Six months ago I posted the following diary:
July 6, 2011
DTE Energy to build solar installation on Mercy High School roof
Farmington Hills high school participates in SolarCurrents program
DETROIT – DTE Energy and Mercy High School in Farmington Hills today announced the signing of a 20-year agreement that will provide the utility’s customers with renewable energy generated from the sun.
The 400-kilowatt, $2.5 million photovoltaic system will be installed using 125,000 square feet of roof on the high school at 11 Mile and Middlebelt roads. The solar array should be operational in September after design and construction is completed.
As I said at the time:
As many of you know, I'm a freelance web developer. As you can probably guess, I have a general policy of not posting anything about my clients on any personal blogs, especially this one, for obvious professionalism reasons.
However, as long as doing so doesn't violate any issues of confidentiality/etc, and as long as the client is OK with it, I do make a rare exception once in a blue moon. Today is such a day.
Today, I'm thrilled to announce an important update on this project:
DTE Energy and Mercy High School signed a 20-year agreement in July 2011 that will provide utility customers with renewable energy generated from the sun. The solar array installation is part of DTE Energy’s pilot SolarCurrents program which is one of the largest distributed solar programs in the country.
Throughout the fall a roofing company and DTE's solar panel installation crew worked tirelessly to get the system up and running before the beginning of 2012. The solar array is operational and began producing energy on December 28, 2011.
Mercy High School is the first private high school to participate in SolarCurrents and houses the largest roof mounted facility in the state of Michigan. The 400-kilowatt, $2.5 million photovoltaic system installed uses 125,000 square feet of roof on the high school. The solar array will be owned, installed, operated and maintained by DTE Energy. No Mercy High School funds were used to install or maintain this system. Mercy will receive an annual payment equal to one scholarship per year for 20 years. The school also received a one-time, up-front construction payment which covered any inconveniences during installation and indirect energy savings over time.
To reiterate what I said last July, that this sort of program makes an amazing amount of sense in so many ways; it's win-win all around:
--The energy company gets a huge, ready-made, perfectly flat surface to install a huge solar panel array, without having to lease the land, without having to run electric cables/water pipes/other infrastructure out across miles of fields or wilderness, and without having to drive miles out into the boonies for service/maintenance, which saves them tons of installation/maintenance costs
--There's zero negative impact on the local ecology/wildlife, since no additional fields/grasslands are being covered over or disrupted by solar panels
--The school gets a huge positive PR bragging point about leading the way in clean energy production as well as a nice addition to their educational program (note the kiosk station where students can learn about efficient energy production using their own school as a live case study).

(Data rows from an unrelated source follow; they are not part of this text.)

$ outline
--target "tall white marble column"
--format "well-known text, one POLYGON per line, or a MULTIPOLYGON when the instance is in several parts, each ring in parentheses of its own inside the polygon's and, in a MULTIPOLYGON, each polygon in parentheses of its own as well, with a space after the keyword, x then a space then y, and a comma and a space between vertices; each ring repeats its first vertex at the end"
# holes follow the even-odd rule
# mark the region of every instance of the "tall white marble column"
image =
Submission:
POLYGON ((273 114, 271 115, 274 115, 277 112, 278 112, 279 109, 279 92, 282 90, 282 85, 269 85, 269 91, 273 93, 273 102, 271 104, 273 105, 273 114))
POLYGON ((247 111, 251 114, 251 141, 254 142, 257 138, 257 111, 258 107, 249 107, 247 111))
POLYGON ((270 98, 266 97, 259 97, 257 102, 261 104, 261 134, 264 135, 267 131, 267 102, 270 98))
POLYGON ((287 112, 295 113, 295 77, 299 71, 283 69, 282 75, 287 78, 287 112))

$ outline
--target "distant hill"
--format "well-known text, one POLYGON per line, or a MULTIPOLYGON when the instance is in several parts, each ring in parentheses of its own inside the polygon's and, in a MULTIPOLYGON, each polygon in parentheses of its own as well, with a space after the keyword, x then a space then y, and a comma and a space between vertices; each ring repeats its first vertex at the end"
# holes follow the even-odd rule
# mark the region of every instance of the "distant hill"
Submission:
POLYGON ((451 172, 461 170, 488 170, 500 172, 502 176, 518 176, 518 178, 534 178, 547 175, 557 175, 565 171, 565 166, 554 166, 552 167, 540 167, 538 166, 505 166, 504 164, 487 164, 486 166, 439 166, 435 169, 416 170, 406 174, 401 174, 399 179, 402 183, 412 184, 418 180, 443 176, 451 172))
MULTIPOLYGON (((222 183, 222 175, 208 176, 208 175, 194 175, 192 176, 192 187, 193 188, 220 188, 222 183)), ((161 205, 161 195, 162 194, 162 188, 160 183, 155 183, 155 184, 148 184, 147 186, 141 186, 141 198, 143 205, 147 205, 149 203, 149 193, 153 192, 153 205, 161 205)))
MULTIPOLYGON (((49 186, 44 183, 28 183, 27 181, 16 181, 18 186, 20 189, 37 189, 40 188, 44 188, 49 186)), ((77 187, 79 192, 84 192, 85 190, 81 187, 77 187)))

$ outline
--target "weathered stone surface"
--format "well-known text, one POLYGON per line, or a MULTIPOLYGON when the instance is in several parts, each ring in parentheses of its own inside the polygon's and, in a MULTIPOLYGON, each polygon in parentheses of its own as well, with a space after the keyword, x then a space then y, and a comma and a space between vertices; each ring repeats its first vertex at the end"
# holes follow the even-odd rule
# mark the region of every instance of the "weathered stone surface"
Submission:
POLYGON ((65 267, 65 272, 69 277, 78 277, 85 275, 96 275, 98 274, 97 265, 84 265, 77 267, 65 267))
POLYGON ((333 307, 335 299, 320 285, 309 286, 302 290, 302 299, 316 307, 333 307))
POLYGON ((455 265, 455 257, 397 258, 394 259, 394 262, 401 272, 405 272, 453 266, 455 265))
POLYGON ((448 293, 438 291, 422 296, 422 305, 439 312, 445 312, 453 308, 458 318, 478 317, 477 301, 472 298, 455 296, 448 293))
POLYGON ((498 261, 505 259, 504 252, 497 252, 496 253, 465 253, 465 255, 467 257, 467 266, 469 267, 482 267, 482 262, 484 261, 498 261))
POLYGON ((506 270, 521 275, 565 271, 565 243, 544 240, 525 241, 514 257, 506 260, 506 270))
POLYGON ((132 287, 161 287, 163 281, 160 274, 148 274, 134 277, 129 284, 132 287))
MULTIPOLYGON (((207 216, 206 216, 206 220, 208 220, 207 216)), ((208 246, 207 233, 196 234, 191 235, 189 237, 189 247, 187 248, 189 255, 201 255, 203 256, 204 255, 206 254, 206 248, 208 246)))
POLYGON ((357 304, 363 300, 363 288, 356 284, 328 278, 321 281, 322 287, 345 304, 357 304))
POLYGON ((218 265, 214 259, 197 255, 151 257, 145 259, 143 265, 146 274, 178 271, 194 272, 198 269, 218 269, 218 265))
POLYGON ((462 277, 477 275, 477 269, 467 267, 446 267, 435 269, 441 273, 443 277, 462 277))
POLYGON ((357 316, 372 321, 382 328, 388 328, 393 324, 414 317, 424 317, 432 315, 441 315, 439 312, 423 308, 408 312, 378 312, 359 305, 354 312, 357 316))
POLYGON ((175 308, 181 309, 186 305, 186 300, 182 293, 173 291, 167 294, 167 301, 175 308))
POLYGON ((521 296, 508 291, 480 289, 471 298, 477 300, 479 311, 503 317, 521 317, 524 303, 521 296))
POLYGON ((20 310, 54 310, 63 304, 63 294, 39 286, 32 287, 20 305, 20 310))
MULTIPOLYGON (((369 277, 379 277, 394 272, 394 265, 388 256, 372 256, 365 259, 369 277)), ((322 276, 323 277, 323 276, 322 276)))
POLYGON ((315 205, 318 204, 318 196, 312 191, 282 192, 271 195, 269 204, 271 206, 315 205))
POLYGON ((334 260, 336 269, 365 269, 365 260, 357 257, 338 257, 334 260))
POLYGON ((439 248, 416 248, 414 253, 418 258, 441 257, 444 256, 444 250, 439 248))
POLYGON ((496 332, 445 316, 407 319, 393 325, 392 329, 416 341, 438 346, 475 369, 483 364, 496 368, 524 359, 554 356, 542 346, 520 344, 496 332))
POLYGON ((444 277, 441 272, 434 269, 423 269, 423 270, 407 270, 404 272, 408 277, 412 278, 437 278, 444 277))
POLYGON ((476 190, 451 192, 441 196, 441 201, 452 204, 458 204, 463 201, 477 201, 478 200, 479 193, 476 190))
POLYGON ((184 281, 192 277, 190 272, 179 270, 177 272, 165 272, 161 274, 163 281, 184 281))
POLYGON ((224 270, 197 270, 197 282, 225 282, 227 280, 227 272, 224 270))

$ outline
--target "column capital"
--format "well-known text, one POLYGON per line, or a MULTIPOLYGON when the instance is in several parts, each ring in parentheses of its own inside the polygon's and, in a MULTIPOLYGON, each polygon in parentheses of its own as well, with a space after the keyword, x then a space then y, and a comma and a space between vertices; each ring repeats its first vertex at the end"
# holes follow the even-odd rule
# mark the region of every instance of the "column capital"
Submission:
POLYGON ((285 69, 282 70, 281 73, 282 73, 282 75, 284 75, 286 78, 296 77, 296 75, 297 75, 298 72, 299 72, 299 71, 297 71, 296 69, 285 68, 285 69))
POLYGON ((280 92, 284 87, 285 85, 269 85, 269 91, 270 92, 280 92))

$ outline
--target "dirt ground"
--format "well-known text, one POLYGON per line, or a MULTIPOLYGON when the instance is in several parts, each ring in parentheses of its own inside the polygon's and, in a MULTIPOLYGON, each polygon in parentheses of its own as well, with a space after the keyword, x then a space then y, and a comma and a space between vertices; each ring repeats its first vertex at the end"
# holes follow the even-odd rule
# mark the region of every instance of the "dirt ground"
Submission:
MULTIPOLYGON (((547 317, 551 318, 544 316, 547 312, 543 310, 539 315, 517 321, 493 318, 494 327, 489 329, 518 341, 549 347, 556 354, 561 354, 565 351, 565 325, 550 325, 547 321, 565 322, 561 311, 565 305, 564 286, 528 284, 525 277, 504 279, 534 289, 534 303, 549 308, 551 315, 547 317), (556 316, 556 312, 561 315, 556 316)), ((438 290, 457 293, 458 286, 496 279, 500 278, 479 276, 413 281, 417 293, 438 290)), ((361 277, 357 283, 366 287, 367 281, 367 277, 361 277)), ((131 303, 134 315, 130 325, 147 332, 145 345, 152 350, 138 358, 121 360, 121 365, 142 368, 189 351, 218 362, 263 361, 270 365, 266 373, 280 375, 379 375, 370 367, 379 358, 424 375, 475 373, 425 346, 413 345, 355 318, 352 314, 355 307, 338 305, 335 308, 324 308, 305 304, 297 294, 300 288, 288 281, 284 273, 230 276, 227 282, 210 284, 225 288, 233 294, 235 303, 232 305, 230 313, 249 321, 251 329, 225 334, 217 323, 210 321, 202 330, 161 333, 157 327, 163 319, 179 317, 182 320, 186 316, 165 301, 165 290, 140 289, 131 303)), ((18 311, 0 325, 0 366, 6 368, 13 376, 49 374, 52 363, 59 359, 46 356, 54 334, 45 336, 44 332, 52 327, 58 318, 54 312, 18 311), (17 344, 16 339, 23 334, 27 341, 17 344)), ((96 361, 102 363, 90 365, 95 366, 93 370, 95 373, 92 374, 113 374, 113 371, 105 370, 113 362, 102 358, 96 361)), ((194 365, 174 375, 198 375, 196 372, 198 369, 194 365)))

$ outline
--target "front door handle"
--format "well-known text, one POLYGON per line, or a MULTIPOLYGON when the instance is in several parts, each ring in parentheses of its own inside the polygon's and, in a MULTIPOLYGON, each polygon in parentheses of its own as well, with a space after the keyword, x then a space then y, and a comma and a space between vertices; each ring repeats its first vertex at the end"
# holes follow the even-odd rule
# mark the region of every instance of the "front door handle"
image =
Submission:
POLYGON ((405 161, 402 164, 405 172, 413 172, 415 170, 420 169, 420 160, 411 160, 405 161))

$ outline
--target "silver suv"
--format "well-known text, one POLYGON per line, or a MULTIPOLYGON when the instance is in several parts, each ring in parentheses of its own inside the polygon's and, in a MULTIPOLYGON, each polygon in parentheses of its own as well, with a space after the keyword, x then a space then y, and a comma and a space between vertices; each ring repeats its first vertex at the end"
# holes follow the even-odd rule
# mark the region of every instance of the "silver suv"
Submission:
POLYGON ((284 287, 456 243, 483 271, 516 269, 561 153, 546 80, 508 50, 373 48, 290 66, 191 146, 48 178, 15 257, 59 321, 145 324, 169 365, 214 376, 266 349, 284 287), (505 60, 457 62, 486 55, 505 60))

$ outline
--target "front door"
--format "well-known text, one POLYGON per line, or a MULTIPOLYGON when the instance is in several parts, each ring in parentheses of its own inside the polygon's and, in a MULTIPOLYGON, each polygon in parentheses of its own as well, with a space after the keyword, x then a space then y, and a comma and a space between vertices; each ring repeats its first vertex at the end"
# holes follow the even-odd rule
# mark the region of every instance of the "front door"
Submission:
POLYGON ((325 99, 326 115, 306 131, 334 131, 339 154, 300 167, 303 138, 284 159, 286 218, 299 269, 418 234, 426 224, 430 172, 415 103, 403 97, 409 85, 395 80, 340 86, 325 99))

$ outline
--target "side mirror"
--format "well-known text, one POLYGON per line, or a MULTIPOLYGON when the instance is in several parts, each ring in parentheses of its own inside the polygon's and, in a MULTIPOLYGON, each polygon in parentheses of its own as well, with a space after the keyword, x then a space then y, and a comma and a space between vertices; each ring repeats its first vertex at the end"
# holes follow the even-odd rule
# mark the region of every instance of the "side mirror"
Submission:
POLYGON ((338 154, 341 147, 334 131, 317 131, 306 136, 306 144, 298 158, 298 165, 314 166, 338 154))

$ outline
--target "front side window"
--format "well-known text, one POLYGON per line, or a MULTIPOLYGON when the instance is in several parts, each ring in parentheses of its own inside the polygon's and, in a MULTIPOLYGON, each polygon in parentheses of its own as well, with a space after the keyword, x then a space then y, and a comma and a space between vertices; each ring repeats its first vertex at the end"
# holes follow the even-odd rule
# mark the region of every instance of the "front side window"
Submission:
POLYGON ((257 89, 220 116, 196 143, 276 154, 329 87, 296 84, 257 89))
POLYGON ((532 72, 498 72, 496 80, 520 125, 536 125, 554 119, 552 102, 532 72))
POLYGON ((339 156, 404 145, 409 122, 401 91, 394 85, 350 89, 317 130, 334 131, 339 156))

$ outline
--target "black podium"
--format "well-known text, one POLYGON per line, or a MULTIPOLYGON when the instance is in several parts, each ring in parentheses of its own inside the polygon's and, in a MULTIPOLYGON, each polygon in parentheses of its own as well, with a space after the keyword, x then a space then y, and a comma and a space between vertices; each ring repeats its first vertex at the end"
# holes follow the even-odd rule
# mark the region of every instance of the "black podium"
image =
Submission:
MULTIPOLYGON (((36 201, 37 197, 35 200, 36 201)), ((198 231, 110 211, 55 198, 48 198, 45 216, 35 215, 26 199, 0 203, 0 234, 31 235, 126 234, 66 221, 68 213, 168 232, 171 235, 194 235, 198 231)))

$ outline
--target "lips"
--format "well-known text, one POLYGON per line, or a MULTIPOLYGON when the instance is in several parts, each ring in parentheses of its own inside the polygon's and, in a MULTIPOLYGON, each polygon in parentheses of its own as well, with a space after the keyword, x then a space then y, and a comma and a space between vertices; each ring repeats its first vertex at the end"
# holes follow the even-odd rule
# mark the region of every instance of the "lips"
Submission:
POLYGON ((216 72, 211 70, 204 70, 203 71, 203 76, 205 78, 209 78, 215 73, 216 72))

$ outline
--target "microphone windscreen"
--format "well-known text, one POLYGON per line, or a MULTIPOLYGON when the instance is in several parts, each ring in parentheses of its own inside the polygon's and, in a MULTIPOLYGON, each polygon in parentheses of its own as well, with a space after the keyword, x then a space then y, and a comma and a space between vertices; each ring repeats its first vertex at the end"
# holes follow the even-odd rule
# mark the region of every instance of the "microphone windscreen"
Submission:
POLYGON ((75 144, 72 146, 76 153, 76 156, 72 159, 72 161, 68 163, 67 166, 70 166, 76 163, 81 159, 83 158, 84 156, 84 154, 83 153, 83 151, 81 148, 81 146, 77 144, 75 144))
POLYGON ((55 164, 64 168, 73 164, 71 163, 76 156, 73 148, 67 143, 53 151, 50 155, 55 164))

If I'm understanding how the arrangement works correctly, it basically amounts to the school renting out their roof space (which isn't being used for anything else anyway, after all) for around $11,000/year (or perhaps it's $44,000/year; I'm not sure if "one scholarship" means 1 years' tuition or all 4).
In addition they receive an upfront payment to cover any construction damage and free roof maintenance (I gotta figure that maintenance of the solar array pretty much has to include roof maintenance as well) without ever having to spend a dime on the upfront cost of installation or infrastructure themselves, which is always the biggest hurdle for people/businesses to deal with when considering solar panels.
I just can't begin to describe how geeked I am about this project, and how proud I am of my client.
As for the program, just think about how many thousands of acres of unused flat rooftops there are scattered around the country at other high schools, strip malls, factories, etc. that would be ideally suited for this sort of solar array?